Tuesday, October 4, 2011

BALTIMORE: MEET “THE RAVEN” DIRECTOR JAMES McTEIGUE AND STAR LUKE EVANS FRIDAY, OCTOBER 7, 2011 AT WESTMINSTER HALL!


BALTIMORE: MEET “THE RAVEN” DIRECTOR JAMES McTEIGUE AND STAR LUKE EVANS FRIDAY, OCTOBER 7, 2011 AT WESTMINSTER HALL!

Luke Evans (Clash of the Titans, The Hobbit), star of Relativity Media’s highly-anticipated film The Raven and the film’s director James McTeigue (V For Vendetta) to pay special honor at Baltimore’s Westminster Hall on the 162nd Anniversary of the death of Edgar Allan Poe. Come on out on Friday and support The Poe House and Museum, and show your love for Poe!

On Friday, October 7th, 2011 Poe and film fans are invited at noon, promptly, on a first come, first admitted basis. Meet one of the stars and the director of The Raven and participate in a Question and Answer session about the up-coming film. A wreath-laying presentation at Poe’s grave will take place at 2:30pm.

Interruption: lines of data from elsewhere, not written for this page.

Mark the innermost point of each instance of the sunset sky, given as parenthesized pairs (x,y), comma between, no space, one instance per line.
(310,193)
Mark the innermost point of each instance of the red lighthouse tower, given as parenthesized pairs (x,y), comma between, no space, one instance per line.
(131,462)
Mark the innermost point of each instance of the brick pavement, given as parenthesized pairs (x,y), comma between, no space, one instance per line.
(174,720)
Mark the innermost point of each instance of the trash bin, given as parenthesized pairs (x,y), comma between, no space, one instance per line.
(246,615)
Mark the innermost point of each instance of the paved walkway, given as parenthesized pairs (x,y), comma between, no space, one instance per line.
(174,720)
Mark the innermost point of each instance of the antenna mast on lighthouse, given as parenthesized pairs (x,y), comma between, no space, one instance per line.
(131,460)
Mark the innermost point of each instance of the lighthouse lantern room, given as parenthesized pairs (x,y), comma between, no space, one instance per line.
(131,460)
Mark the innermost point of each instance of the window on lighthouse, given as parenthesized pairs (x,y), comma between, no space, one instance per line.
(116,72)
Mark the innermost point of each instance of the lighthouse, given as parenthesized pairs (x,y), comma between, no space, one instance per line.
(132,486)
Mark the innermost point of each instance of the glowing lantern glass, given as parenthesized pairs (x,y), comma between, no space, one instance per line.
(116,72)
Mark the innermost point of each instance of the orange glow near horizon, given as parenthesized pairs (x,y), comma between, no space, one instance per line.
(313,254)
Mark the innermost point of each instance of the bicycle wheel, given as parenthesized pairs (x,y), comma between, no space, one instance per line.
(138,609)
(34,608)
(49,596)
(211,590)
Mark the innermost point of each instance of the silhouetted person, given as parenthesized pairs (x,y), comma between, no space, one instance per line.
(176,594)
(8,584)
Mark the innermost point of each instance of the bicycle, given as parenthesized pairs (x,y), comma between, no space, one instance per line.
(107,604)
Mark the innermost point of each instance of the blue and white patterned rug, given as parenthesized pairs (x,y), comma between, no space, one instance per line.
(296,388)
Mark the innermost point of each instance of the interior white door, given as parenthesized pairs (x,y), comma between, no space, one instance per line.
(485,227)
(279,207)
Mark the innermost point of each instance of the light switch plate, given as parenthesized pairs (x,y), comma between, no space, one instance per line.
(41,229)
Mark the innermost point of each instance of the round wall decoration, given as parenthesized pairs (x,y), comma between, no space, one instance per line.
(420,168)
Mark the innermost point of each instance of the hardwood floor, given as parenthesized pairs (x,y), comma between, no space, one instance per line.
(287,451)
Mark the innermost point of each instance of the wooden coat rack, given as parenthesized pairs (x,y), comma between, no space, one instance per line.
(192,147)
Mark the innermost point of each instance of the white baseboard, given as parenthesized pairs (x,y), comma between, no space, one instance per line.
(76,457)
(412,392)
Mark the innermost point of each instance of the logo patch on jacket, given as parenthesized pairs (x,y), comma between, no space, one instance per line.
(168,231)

Westminster Hall, where Edgar Allan Poe is buried, is located at 519 West Fayette Street, Baltimore, MD 21201. This event is free and open to the public. Limited space available, so arrive promptly at noon. First come, first admittance. 


About The Raven: In this gritty thriller, Edgar Allan Poe (John Cusack, Being John Malkovich) joins forces with a young Baltimore detective (Luke Evans, Immortals) to hunt down a mad serial killer who’s using Poe’s own works as the basis in a string of brutal murders. Directed by James McTeigue (V for Vendetta), the film also stars Alice Eve (Sex and the City 2), Brendan Gleeson (In Bruges) and Oliver Jackson-Cohen (Faster). The Raven opens nationwide on March 9, 2012.


About Edgar Allan Poe: Edgar Allan Poe (19 January 1809 - 7 October, 1849) was an American author, poet, editor and critic. Best known for his Gothic and horror stories and poems, Poe championed the short story as a literary form, contributed to the growing science fiction genre emerging in his day, and is the inventor of the modern "detective story" as we now know it. Poe lived a brief life of continued financial hardship sparked by flares of creative and critical success. Born in Boston to David and Elizabeth Poe, working actors, his father's disappearance and mother's premature death forced him into a pseudo-adoption by John Allan of Virginia, where he grew to consider himself a "Southern Gentleman" for the remainder of his life. As a student at West Point, poetry captured his fervent imagination, and he became a writer, winning his first monetary prize for his writing in Baltimore, Maryland. Shuttling between Richmond, Philadelphia and New York through-out his turbulent life, jumping between newspaper and magazine editorial jobs while gaining notoriety for his Gothic short stories, Baltimore became more of a home for him than other cities. His paternal grandfather and brother lived in Baltimore, and it was in Baltimore that he lived for many years with his Aunt, Maria Clemm, whom he considered more than anything else to be his "mother", and his child-bride, Virginia. It is in Baltimore that he died under mysterious circumstances in the autumn of 1849, and it is in Baltimore where he is buried, along-side Clemm and Virginia Poe.